Some of the biggest stars in China come from K-pop, including Blackpink’s Lisa, Exo’s Lay Zhang and Got7’s Jackson Wang
- Since Han Geng made his K-pop debut with Super Junior in 2005, it has become common for K-pop bands to include Chinese performers
- They have helped popularise K-pop in China, making it possible for some of the genre’s biggest stars, like Thai-born Lisa, to develop their own following there
For a sense of how big K-pop stars are in China, look no further than the entertainment shows that have gripped audiences since the start of 2021.
For example, between February and May, Blackpink’s Lisa appeared as a judge for the third season of the boy band competition show Youth with You on the Chinese streaming website iQiyi.
June saw the debut on Alibaba’s video channel Youku of Falling Into Your Smile in which Cheng Xiao, a member of Cosmic Girls (WJSN), stars opposite Xu Kai. The web drama’s soundtrack features songs by boy bands WayV and Seventeen. Alibaba is the owner of the South China Morning Post.

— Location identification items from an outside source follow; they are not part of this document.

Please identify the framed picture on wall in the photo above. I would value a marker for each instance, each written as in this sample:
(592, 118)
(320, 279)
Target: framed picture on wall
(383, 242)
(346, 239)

Appearing alongside Han will be Wang Yibo, who used to perform with K-pop group Uniq; Henry Lau, who was part of China-based Super Junior subgroup Super Junior-M; and Lay Zhang Yixing, a member of Exo.
Yet Korean entertainment companies have various means to tap the sizeable Chinese audience, including partnerships. In 2019, for example, tech giant Tencent entered a partnership with K-pop label SM Entertainment soon after boy band WayV made their debut.
“More interactions between two sides mean higher possibilities to generate conflicts; however, it does not mean that the two will stop if such interactions bring benefits to both,” says Sun Meicheng, a doctoral candidate in communication studies at Singapore’s Wee Kim Wee School of Communication and Information, Nanyang Technological University.
“Korean entertainment, including K-pop, is part of Chinese audiences’ popular content consumption, together with Chinese, Japanese, American and other content,” Sun says. “The market is segmented.”
Last year, she published a case study of K-pop group Got7’s Chinese fans in the peer-reviewed Global Media and China academic journal after spending time in China observing K-pop fan behaviour.
Sun says Chinese K-pop artists – who undergo years of training alongside their Korean counterparts – have an advantage in the Chinese entertainment industry because of their experience and performing skills.
When Kris Wu Yifan, Lu Han, and Huang Zitao quit K-pop group Exo in 2014 and 2015, it changed the relationship between Chinese and Korean entertainment, Sun says.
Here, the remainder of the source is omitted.